え? 自分じゃ敵わないから別の奴に任せようかって? 誰でも良いからアレなんとかしてくれっ。
―― え? ちょ、なになに? 作戦遂行中なんだけど? ――
アボガード同士でなにか連絡が出来る手段でもあるんだろうか? 別のアボガードたちがゲスターを連れて来た。
―― えー、あの変態さんと闘えって? めんどーだなー ――
「頼むゲスター、アレ、無理。あんな変態は女性の敵だって」
―― 仕方ないなー。

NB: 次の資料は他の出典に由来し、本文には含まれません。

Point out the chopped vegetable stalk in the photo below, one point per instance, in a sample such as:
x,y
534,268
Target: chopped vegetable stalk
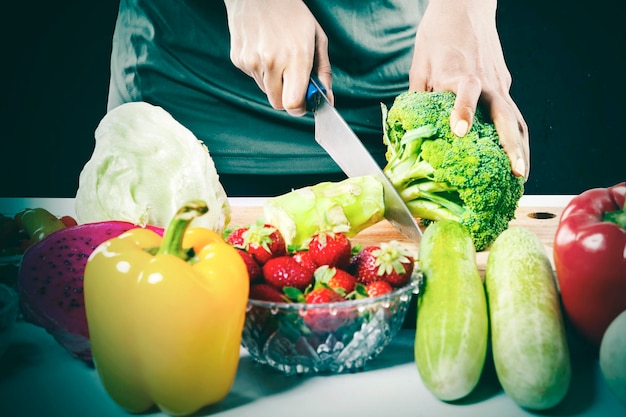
x,y
347,206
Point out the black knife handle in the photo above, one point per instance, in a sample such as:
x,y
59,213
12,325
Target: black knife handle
x,y
314,93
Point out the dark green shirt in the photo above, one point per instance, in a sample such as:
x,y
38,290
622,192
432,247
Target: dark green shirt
x,y
175,54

もう、今回だけだよ? ――
「なんかよくわからんが、リクゥを倒すにはお前さんを倒せってことか」
―― ふはははは、リクゥを倒したくば我が屍を越えるが良い ――
埴輪のような空洞の瞳と口で笑みを浮かべるゲスター。
そんなゲスターに突撃するようにガイの拳が炸裂する。
うん、泥の中に手を突っ込んだだけの状態だ。
引き抜くと、腕は摩擦がないため泥がこびりつくことは無いようだが、ゲスターへのダメージもなさそうだった。
「物理無効か!?」
―― はっはっは。我が身体に物理はきかーぬ ――
「ふっ。確かに殺すことは無理そうだ。だが、戦闘不能にすることは容易い! ガイ・ラーッシュ!!」
へ? ちょ、嘘でしょ!?
物凄い速度でゲスターに拳を打ち込むガイ。
その速度と荒い引き抜きでゲスターを形作っていた泥が周囲に飛び散って行く。
「さぁ、リクゥ、覚悟を決めるが良い。転生を覚悟しろ!」
形を保てなくなったゲスターを踏み越え、両手を開いた姿で抱擁を求めるように、全裸の坊主な変態が近づいてくる。